Les organismes chargés de l’organisation des élections au Gabon, ainsi que de leur contrôle, ont souvent été ébranlés par des soupçons de fraudes et d’irrégularités. En partant de la Commission électorale nationale permanente (CENAP) d’antan, jusqu’au plus récent Centre gabonais des élections (CGE), l’impartialité de ces différents organes était remise en cause à chaque élection, notamment la présidentielle, entraînant ainsi de fortes contestations après la publication des résultats.
Face à cela, le gouvernement, par le biais du nouveau Code électoral, a voulu rendre plus transparent le processus.

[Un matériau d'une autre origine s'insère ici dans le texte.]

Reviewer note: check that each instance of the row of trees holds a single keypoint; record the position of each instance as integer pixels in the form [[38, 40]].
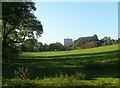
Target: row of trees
[[18, 24], [93, 41], [31, 45]]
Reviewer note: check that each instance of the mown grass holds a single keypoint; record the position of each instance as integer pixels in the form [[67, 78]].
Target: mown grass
[[99, 65]]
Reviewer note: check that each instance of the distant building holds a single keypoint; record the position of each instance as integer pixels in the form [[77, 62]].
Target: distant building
[[68, 42]]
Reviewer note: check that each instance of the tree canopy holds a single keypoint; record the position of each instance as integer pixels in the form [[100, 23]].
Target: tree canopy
[[18, 24]]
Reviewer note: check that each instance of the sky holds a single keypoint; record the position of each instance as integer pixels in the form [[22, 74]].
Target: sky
[[77, 19]]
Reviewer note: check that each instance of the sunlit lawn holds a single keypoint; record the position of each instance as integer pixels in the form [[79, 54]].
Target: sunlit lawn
[[99, 65]]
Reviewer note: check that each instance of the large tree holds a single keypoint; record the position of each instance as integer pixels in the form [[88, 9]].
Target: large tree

Une initiative concrétisée par la création de l’ACER en son article 30. Selon ses dispositions, il comprend neuf (09) membres nommés par décret, choisis après « appel à candidature, parmi les personnalités de nationalité gabonaise connues pour leur intégrité, leur probité morale, leur compétence, leur neutralité et leur impartialité. ».

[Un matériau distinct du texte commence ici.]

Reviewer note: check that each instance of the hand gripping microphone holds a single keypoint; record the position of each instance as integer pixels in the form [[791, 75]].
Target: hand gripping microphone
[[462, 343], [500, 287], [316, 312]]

La mise en place de l’ACER a été saluée par bon nombre d’acteurs politiques, qui voit en cette entité du renouveau et qui ont également salué l’appel à candidature lancé par le ministre de l’Intérieur. « Il a agi conformément à la loi qui a été votée par plus de 99% de parlementaires. Croyons seulement à l’exercice de la transparence dans les bureaux de vote », a déclaré Jean Remy Yama, sénateur de la transition.
Pour d’autres , la réussite de cet organe dépend de plusieurs facteurs. « Le but de l’ACER est de garantir la transparence électorale. La transparence dépend des acteurs pas des organes que l’on met en place », a déclaré Guy Stephane Padzys, un universitaire.
Contrairement au CGE, l’ACER n’est pas un organe permanent. Selon les dispositions de l’article 30, « elle est mise en place au moins un (1) mois avant le déroulement du scrutin et prend fin trois (3) mois après celui-ci ».Alors que le Centre Gabonais des Élections avait pour prérogatives d’organiser et d’administrer les élections, l’ACER quant à elle, se chargera uniquement du contrôle des opérations, en veillant sur la « bonne organisation du matérielle et en proposant des correctifs nécessaires à tout dysfonctionnement constaté ».